Oh. The game actively tells you that you’re not good enough, and that’s supposed to motivate kids to prove them wrong. What about the kids that don’t? They’ll just be defeated and forever cast into a life of stupidity? Negative reinforcement is the best way to motive kids!
Will this work? I’m skeptical. Lexica certainly wouldn’t be the first educational game designed to teach kids classic literature, in fact there’s been plenty of titles attempting to do so throughout gaming history. What the developers of the game intend to do is make the game apart of school’s curriculum, but if no one adopts the game then it’ll most likely never see the light of day. Teenagers aren’t morons. They’ll know when they’re being tricked into reading books, and they don’t need video games to persuade them to do so. The bigger question is “Is there a need?” Every generation worries that the next is lacking skills or knowledge that they hold dear, but it’s never really the case. TV was marked as an indicator that kids would eventually lose interest in reading and that our kids were in trouble. It didn’t stop kids from reading, and neither will video games.
Sony’s Wonderbook hoped to make reading fun! It flopped!
“The main educational goal is to get kids to be doing more reading of an ambitious sort outside the classroom. Kids today probably read more words than ever before, but they’re tweets or text messages from each other. This is to try to get them to do something which they’re not doing as part of their daily habits, which is reading books of a reasonably ambitious sort.”

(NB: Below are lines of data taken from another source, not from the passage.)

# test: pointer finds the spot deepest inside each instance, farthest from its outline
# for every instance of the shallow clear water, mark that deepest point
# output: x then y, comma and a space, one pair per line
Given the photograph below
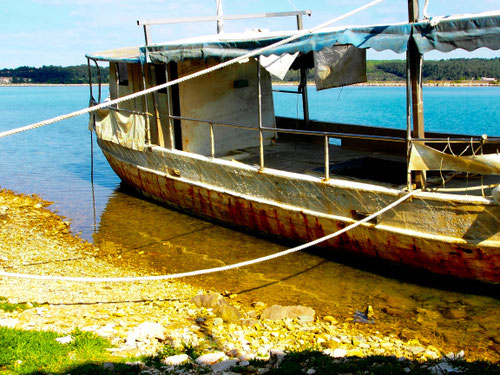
54, 162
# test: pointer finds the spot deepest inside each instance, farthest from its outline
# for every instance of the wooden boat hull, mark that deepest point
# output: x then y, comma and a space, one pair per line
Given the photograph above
435, 232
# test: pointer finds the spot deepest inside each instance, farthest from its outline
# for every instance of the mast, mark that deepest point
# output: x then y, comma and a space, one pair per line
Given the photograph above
415, 61
220, 23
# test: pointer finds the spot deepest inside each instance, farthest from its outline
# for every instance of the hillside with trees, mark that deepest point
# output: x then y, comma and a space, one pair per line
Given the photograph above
377, 71
54, 74
433, 70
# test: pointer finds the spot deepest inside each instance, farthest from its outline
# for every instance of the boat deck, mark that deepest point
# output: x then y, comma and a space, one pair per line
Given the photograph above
387, 169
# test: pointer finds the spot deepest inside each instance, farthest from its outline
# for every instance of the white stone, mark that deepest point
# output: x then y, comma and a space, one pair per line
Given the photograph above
495, 193
145, 332
339, 353
224, 365
276, 356
210, 358
443, 368
176, 360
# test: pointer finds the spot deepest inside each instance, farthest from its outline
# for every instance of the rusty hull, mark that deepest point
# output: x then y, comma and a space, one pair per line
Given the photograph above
449, 235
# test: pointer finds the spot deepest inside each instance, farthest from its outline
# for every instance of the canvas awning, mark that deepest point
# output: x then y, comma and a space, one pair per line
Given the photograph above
444, 34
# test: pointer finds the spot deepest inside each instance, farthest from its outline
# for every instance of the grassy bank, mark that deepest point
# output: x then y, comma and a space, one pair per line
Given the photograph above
102, 320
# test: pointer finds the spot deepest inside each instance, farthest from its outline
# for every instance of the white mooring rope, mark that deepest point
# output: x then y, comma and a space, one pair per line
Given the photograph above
185, 78
215, 269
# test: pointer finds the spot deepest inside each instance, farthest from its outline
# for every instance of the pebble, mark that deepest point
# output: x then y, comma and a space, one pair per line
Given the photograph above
176, 360
210, 358
224, 366
339, 353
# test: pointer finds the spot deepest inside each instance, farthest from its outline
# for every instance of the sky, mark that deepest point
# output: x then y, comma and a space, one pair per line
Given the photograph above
61, 32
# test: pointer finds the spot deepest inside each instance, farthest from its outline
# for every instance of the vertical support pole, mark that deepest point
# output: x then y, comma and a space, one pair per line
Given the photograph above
147, 34
327, 157
99, 81
144, 87
150, 79
169, 106
90, 81
415, 64
303, 81
261, 132
220, 23
408, 123
212, 141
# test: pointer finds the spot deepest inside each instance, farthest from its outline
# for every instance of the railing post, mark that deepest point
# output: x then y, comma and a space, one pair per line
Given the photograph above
261, 132
212, 141
327, 157
169, 106
303, 81
144, 86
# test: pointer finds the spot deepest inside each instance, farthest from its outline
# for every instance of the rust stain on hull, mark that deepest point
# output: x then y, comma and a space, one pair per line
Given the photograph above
438, 257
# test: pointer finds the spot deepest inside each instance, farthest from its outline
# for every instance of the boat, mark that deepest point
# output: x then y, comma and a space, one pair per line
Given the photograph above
210, 143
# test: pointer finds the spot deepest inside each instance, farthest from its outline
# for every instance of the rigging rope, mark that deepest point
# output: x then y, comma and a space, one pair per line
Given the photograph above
187, 77
216, 269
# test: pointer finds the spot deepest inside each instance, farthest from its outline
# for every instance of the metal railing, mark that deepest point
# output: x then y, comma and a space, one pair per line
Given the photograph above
260, 129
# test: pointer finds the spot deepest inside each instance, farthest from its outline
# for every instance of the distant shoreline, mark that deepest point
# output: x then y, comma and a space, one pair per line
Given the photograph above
375, 83
402, 84
47, 84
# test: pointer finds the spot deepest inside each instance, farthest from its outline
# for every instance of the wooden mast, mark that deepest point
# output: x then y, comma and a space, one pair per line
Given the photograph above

Or to sell more tablets. While Amplify seems pretty noble in their journey to save the classic for kids, they’re really just pushing software and products. The article goes on to tell about Amplify’s new tablet that they have just released for a cheap $349 with a two year subscription. Certainly, if they were more motivated by teaching kids the classics they wouldn’t make their program for a tablet that is overpriced to only the most affluent of families.
What this article really gets at is that video games are increasingly being used as tools of education and socialization. They’re teaching our kids and engaging them in ways that weren’t before possible. While it’s unclear weather games like Lexica are the future of this socialization and education through video games is unclear, but certainly they’re a stab at it.
But maybe I’m too pessimistic. Maybe we should be looking to video games to help educating our kids. I had educational video games that I played when I was younger, and my favorite part of computer class was playing Sticky Bear, but I don’t know how much they really aided in my education. That said, video games in general probably did help me develop essential reading skills when I was a kid. Games that were text heavy like Legend of Zelda or Pokemon probably further developed my reading and comprehension skills, and today’s youth certainly seem to have a thing for playing tablet games at a young age, so perhaps it’s not so farfetched. However, I just highly doubt we’ll look back on Lexica as a tool of education that turned thousands of kids onto classic literature. Prove me wrong Amplify.